Everything had changed when the dragons awoke.
Lamia’s hand covered hers. “I just…I suppose I just don’t understand. Why the Library chose me when I was your enemy. Why you forgave me.”
“Because you saw me,” Cassandra answered quietly. “Because you see me. Because you’re the only one who does anymore.”
Sometimes Cassandra missed the girl she had been, all those years ago before she’d found the spell to cure her tumor and transformed herself in the process. The overlapping feedback, the sheer chaos of sound and color and memory and taste all mixed up together. Eve had missed that too. Cassandra sometimes thought that she’d lost Eve long before Dulaque killed her. Her Guardian had died for her, but her lover had never stopped mourning that lost girl.
Lamia loved who she was now; magic, seriousness, and all.
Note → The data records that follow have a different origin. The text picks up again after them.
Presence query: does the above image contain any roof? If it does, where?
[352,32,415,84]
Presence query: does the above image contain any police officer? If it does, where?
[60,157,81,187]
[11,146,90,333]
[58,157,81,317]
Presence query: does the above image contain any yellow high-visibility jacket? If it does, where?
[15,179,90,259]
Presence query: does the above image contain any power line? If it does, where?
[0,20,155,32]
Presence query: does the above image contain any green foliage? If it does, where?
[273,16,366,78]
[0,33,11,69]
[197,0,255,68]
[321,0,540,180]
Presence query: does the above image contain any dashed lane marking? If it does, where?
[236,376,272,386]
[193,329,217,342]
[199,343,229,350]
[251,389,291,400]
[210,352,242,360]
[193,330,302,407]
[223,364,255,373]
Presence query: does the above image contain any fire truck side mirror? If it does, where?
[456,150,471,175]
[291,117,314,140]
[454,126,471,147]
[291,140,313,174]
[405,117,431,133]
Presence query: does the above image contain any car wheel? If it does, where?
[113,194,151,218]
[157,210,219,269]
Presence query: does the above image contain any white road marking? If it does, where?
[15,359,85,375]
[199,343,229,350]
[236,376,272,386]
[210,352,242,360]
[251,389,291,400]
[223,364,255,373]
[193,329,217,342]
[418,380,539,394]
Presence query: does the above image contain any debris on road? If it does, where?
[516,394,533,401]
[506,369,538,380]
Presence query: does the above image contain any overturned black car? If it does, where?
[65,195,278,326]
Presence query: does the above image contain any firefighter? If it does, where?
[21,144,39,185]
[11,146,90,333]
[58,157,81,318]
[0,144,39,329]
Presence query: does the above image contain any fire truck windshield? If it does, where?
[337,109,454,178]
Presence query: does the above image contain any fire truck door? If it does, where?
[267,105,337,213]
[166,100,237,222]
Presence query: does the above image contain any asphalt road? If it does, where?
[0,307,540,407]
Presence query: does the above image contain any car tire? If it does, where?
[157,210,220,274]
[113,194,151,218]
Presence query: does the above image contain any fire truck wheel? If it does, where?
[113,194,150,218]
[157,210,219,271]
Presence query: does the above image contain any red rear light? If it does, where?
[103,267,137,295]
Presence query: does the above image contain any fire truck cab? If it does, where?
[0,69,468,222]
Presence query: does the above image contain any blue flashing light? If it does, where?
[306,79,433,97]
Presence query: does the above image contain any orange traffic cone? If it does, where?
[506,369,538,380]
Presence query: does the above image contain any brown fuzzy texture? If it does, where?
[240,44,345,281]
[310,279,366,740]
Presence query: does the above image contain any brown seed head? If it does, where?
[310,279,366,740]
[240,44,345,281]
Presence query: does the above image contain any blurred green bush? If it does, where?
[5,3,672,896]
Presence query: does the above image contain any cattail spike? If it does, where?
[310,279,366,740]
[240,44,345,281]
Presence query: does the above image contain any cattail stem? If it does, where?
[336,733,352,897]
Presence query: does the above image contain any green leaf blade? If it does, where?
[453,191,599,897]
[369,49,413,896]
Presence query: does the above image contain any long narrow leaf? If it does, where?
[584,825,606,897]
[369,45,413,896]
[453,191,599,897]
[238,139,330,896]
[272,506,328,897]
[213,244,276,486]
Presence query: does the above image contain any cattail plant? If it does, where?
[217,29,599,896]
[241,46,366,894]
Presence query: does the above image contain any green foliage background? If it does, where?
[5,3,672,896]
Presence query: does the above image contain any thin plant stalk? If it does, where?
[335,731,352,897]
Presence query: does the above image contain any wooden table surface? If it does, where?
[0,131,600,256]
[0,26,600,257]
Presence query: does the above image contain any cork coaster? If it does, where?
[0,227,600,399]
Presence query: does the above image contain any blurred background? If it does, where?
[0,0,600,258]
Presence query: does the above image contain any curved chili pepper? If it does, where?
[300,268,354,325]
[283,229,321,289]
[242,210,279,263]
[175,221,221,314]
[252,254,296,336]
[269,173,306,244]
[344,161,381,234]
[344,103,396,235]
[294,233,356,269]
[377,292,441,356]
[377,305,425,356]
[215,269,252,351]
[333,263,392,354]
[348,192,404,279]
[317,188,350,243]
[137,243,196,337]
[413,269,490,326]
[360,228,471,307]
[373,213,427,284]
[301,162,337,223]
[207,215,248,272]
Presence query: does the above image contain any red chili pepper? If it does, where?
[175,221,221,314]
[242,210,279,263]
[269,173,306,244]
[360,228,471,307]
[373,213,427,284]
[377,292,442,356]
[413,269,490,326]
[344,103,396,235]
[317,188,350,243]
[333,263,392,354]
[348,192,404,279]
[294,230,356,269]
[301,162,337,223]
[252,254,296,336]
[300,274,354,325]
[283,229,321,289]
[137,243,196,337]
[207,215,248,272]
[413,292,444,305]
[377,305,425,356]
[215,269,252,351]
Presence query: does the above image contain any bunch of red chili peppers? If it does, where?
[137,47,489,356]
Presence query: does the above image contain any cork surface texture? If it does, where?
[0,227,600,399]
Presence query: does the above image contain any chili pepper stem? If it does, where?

And there were days when that was all that kept Cassandra going. The others feared her. They remained loyal only because they feared the dragons more.
“I could make them see you,” Lamia’s eyes flashed defiance for a moment, her voice as fierce as it had been the day she’d accused Cassandra of trying to keep magic to herself. She might play meek more often than not these days, setting the example for the others so none of them got themselves killed by leaving the protective circle of Cassandra’s influence, but that didn’t mean the fire was gone. Only that she banked it.
Cassandra smiled warmly. Her heart ached with love for this loyal rebel she’d somehow won to her side. “No, you can’t. You could make them say they do, sure, but that’s it.” She let go of Lamia’s arm, but only to curl the same hand possessively around her neck. “But thank you.”
The coals surged back to life in Lamia’s eyes. “I would do anything for you,” she whispered fiercely. “My Librarian.”
Cassandra’s breath hitched in her throat. ‘My Liege’ might be forbidden here, but when Lamia said ‘My Librarian’ in that tone, it meant something entirely different. Something that was not only allowed but welcomed here, and only here. Not because it was something private, but because this Lamia was one Cassandra didn’t share with anyone. “I know,” she responded, her own eyes darkening as she leaned in for a kiss. “But show me anyway.”